An actor meeting the real-life person they’re about to portray in a movie is more or less expected these days, but for the new Oliver Stone film Snowden, that courtesy was a little more difficult for Joseph Gordon-Levitt to fulfill.
In an interview with The Guardian, Gordon-Levitt opened up about his secret trip to Russia to meet Edward Snowden, the notorious government contractor who leaked NSA secrets. Meeting the man he would later play on film, Gordon-Levitt made the clandestine voyage “wanting to understand this person that I was going to play, observing both his strengths and his weaknesses.”
Speaking for the first time about the conversation, which he was discouraged from recording, Gordon-Levitt admitted that even though he has first-hand experience with the man behind a million news stories, he wants people to decide for themselves whether Snowden is a national hero or a traitor.

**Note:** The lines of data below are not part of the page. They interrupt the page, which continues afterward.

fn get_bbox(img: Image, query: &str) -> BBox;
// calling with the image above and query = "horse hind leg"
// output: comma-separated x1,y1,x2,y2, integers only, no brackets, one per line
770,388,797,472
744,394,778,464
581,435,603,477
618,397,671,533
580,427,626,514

“I left knowing without a doubt that what [Snowden] did, he did because he believed it was the right thing to do, that he believed it would help the country he loves,” Gordon-Levitt said. “Now, as he would say, it’s not for him to say whether it was right or wrong. That’s really for people to decide on their own, and I would encourage anybody to decide that on their own. I don’t want to be the actor guy who’s like, ‘You should listen to me! What he did was right!’ I don’t think that’s my place. Even though that is what I believe – that what he did was right.”